Here it is the full code:

import chaospy as cp
import numpy as np
import odespy as od
import matplotlib.pyplot as plt
np.set_printoptions(threshold=1000,edgeitems=1000)
def s(t, v0):
return v0*t
v0 = cp.Uniform(-1,1)
#a = cp.Beta(2,2)

#v0 = cp.Normal(0,1)
#a = cp.Normal(0,1)
dist = v0
#t = np.linspace(0, 10, 1000)
t = np.linspace(0, 10, 10)
print(t)
order=1
P, norms = cp.orth_ttr(order, dist, retall=True)
nodes, weights = cp.generate_quadrature(order+1, dist, rule="G")
samples_u = [s(t, *n) for n in nodes.T]
u_hat, coef = cp.fit_quadrature(P, nodes, weights, samples_u, retall=True)
print(nodes.shape)
print(weights.shape)
print(len(samples_u))
sensitivity_Q = cp.Sens_t(u_hat, dist)
#plt.plot(t, cp.E(u_hat, dist))
#plt.plot(t, cp.Var(u_hat, dist))
E = cp.E(u_hat, dist)
Var = cp.Var(u_hat, dist)
Analit_Var = np.array((1./240.)*t**2*(20+3*t**2))
print('Polynomials')
print(P)
print('Samples')
print(samples_u)
print('Norms')
print(norms)
print('Nodes')

print(nodes)
print('Weights')
print(weights)

print('Mean')
print(E)
print('Variance')
print(Var)
print('u_hat')
print(u_hat)
print(coef)
#print(sensitivity_Q)
#plt.plot(t,E)
#plt.plot(t,Var)
#plt.plot (t, [1, 2, 4, 8, 16, 32, 64, 128, 129, 130]) #esto funciona
plt.plot (t, Analit_E, 'bs')
plt.plot(t, Analit_Var, 'g^')
plt.plot(t, Analit_E, t, Analit_Var)
plt.show()

I wanted to replicate what this program returns. The proper base for a uniform variable are the legrendre polynomials. If I need three zeros, the legendre polynomial which has three zeros is (1/2)*x*(5*x3-3), and I find the same zeros in this polynomial as the ones the code returns.
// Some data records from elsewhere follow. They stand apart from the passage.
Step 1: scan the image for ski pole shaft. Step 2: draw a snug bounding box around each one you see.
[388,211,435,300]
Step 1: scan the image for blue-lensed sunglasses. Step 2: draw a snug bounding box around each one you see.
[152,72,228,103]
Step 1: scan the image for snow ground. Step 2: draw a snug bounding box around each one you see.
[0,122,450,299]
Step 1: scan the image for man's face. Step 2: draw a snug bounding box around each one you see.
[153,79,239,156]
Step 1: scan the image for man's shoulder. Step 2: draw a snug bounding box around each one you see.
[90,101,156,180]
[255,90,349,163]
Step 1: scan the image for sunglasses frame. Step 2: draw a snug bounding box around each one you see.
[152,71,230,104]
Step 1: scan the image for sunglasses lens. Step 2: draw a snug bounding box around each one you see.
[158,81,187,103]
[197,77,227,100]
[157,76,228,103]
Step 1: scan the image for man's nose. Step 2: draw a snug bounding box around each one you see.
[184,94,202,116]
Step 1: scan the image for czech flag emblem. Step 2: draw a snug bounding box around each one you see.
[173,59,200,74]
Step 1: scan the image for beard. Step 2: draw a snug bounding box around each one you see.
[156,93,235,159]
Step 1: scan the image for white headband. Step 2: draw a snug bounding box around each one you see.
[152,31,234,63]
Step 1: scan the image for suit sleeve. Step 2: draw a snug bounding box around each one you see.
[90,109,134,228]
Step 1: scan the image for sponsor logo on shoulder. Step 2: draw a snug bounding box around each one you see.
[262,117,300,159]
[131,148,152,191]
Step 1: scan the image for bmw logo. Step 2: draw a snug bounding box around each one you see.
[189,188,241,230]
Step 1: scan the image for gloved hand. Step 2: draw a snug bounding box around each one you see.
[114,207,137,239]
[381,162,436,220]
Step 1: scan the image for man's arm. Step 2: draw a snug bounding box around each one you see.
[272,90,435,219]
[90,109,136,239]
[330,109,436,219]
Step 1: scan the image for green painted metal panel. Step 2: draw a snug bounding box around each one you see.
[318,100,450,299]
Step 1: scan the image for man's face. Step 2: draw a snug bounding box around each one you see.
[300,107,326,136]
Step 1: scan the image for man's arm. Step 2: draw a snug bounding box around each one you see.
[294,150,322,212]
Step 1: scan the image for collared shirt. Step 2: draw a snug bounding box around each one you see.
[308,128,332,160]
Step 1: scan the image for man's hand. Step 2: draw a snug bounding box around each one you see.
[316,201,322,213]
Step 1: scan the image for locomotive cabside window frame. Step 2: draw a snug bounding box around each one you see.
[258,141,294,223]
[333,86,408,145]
Now, I want to calculate the weights, and for that I want to use the expression found in the book which I mentioned, where lj(N) is the corresponding Legendre polynomial. I will rewrite the expression: Integrate between -1 and 1: lj(N)*wdx.
This weight calculation is what I don't know how to do.

Edit: the Python anwser is
Weights
[ 0.27777778 0.44444444 0.27777778]
 
Last edited:
  • #4
I don't think you have understood the text you refer to correctly. Firstly, ##l_j^N## is the Lagrange interpolation polynomial, and not the Legendre polynomial. Now, what is discussed in the text is the Gauss-quadrature formula of the form
$$\int_{-1}^{1} W(x) f(x) dx =\sum_{k=1}^n w_k f(x_k) $$
where ##W(x)## is the weight function and ##x_k## are the zeroes of the corresponding orthogonal polynomial, and ##w_k##. In your case one has ##W(x)=1## meaning that the polynomial is the Legendre polynomial of order ##n##. The easiest way to compute the weights is to use the formula (see http://mathworld.wolfram.com/Legendre-GaussQuadrature.html)
$$w_k=\frac{2}{nP_{n-1}(x_k)P'_n(x_k)}$$

Your last post also contains a typo. The polynomial should be
$$P_3(x)=(1/2)x(5x^2-3)$$

I hope this helps.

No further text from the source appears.